Veteran Boston area performer Vic Rawlings (cello and electronics) joined us for the Whitehaus show, and his duo set with Yan Jun was the week’s highlight for me, a perfect combination, subtle, austere, serene. Whitehaus resident Atom opened with four miniatures involving spinning jar lids, harmonica, coins, and bowed metal. I presented Kaleidoscope Music, probably the best rendition I’ve ever done live; wish I had recorded it! The original installation version uses a live microphone feed, but I generally find that problematic in live performance due to the risk of feedback, so here (as at Opensound last month) my solution has been to record some sounds from around the venue prior to the show and use that as the basis for my real-time filtering. In this case I captured some pre-show chatter about Stockhausen’s late work, and my set ended with my voice pronouncing the word “awesome” in sextuplicate.
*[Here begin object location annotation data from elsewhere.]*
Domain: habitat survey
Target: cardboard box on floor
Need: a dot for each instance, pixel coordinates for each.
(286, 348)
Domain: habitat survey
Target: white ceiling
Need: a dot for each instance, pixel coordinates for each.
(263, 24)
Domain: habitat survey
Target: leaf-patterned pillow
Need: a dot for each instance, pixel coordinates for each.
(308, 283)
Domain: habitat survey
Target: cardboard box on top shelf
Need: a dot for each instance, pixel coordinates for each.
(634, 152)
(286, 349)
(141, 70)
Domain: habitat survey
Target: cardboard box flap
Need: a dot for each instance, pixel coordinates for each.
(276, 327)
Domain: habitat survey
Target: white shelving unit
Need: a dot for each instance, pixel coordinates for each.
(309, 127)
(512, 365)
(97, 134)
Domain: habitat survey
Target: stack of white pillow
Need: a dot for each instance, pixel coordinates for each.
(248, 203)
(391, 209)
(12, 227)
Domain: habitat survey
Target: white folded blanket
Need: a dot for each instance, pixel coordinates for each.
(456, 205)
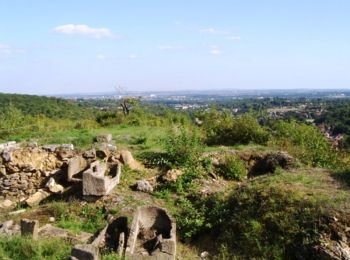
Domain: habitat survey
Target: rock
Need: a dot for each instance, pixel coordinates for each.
(53, 186)
(143, 186)
(204, 254)
(102, 151)
(129, 160)
(6, 156)
(171, 175)
(96, 183)
(30, 228)
(76, 165)
(69, 147)
(104, 138)
(65, 154)
(90, 154)
(49, 231)
(2, 171)
(37, 197)
(6, 227)
(50, 147)
(85, 252)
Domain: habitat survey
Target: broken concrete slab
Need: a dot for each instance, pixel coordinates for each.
(96, 183)
(85, 252)
(152, 235)
(53, 186)
(6, 204)
(30, 228)
(104, 138)
(75, 166)
(144, 186)
(37, 197)
(129, 160)
(50, 231)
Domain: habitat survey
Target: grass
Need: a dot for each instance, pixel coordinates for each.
(72, 216)
(18, 248)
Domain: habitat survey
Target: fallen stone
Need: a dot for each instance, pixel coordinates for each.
(30, 228)
(129, 160)
(51, 147)
(76, 165)
(171, 175)
(37, 197)
(102, 150)
(144, 186)
(85, 252)
(90, 154)
(2, 171)
(104, 138)
(96, 183)
(53, 186)
(6, 204)
(67, 147)
(49, 231)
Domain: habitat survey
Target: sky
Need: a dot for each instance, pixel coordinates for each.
(86, 46)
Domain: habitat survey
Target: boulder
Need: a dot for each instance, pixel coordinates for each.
(129, 160)
(76, 165)
(53, 186)
(90, 154)
(6, 204)
(37, 197)
(30, 228)
(171, 175)
(144, 186)
(96, 183)
(85, 252)
(104, 138)
(102, 150)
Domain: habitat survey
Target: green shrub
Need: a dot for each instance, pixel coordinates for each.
(18, 248)
(306, 143)
(228, 130)
(183, 147)
(233, 168)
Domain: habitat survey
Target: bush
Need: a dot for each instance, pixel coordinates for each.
(228, 130)
(306, 143)
(183, 147)
(25, 248)
(233, 168)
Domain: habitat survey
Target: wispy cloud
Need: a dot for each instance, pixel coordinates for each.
(132, 56)
(211, 30)
(234, 38)
(215, 50)
(4, 48)
(85, 30)
(7, 49)
(101, 57)
(171, 47)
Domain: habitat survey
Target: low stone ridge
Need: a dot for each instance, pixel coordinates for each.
(96, 183)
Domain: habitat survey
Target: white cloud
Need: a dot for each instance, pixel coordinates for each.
(82, 29)
(7, 49)
(212, 30)
(234, 38)
(215, 50)
(132, 56)
(171, 47)
(101, 57)
(4, 48)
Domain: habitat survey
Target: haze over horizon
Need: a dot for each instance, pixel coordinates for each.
(57, 47)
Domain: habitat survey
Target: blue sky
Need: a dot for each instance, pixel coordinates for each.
(53, 47)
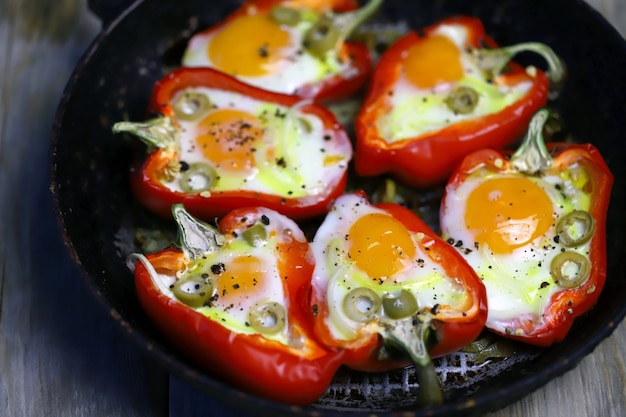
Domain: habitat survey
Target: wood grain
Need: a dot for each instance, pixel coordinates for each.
(54, 364)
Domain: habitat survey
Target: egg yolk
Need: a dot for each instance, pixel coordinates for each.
(380, 245)
(228, 137)
(433, 61)
(250, 45)
(242, 277)
(507, 213)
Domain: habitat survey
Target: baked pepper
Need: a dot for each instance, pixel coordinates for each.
(440, 93)
(289, 46)
(234, 301)
(532, 225)
(384, 281)
(220, 144)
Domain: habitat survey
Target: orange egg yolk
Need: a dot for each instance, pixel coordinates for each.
(251, 45)
(433, 61)
(228, 137)
(242, 277)
(507, 213)
(380, 245)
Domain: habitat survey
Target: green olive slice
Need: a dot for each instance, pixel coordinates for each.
(462, 100)
(268, 318)
(197, 177)
(193, 290)
(570, 269)
(399, 305)
(361, 304)
(191, 106)
(285, 15)
(575, 228)
(255, 235)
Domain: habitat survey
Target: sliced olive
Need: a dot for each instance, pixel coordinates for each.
(255, 235)
(361, 304)
(462, 100)
(268, 318)
(399, 305)
(197, 178)
(285, 15)
(191, 106)
(570, 269)
(193, 290)
(576, 228)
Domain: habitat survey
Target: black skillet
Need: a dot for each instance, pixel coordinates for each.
(99, 217)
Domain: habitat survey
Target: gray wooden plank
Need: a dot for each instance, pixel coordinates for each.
(59, 352)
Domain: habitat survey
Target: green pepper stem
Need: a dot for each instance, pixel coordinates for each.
(332, 29)
(158, 132)
(412, 335)
(532, 156)
(494, 60)
(195, 237)
(348, 22)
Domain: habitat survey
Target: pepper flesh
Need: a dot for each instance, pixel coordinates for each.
(147, 177)
(432, 65)
(354, 58)
(297, 372)
(577, 173)
(453, 327)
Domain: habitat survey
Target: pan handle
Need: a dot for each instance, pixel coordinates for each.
(107, 10)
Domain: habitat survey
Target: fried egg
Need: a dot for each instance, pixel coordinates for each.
(241, 282)
(432, 69)
(235, 142)
(510, 228)
(258, 50)
(366, 260)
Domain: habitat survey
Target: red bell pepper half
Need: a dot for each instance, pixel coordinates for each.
(532, 225)
(384, 280)
(289, 46)
(222, 144)
(440, 93)
(233, 299)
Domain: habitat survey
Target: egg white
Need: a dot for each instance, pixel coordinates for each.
(233, 313)
(519, 284)
(298, 68)
(298, 138)
(336, 275)
(421, 111)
Yan Jun, Vic, Atom, Ben @ Whitehaus

It was also wonderful spending time with Yan Jun between gigs. I’ve barely been in Somerville four months now, and this was my first chance to play tour guide in my new environs. We checked out the Olafur Eliasson show going up at Harvard GSD (where Jutta’s working on her master’s; I’m not sure if I’ve made this clear in previous posts) and browsed various Harvard Square book and CD shops (I restrained myself from making any purchases, but Yan Jun picked up Ligeti’s string quartets, part of that Sony Classical series). I took him to see John Luther Adams’s Veils and Vesper sound installation at Harvard’s Arts @ Garden 29, the fantastic Stan Vanderbeek show at the MIT Media Lab (he picked up Nic Collins and John Cage books at the MIT Press bookstore), and then we hopped across the river to the ICA (unfortunately the fantastic Mark Bradford show had just closed, but there was enough of their collection on display, plus Gabriel Kuri, to keep our attention, not to mention the fine Diller Scofidio + Renfro building itself, on a fine, cusp of spring day). For our hardcore sonic diversion one evening we checked out one of the fine, free NEC concerts, a program of Britten, Nielsen, and Sibelius. I cooked him burritos and Brussels sprouts and omelets. But mostly it was just good to catch up, to hear what our friends are up to, to kick the tires on my Chinese, and to see a familiar face from my former home of six years. Who knows where, but I hope our paths cross again soon!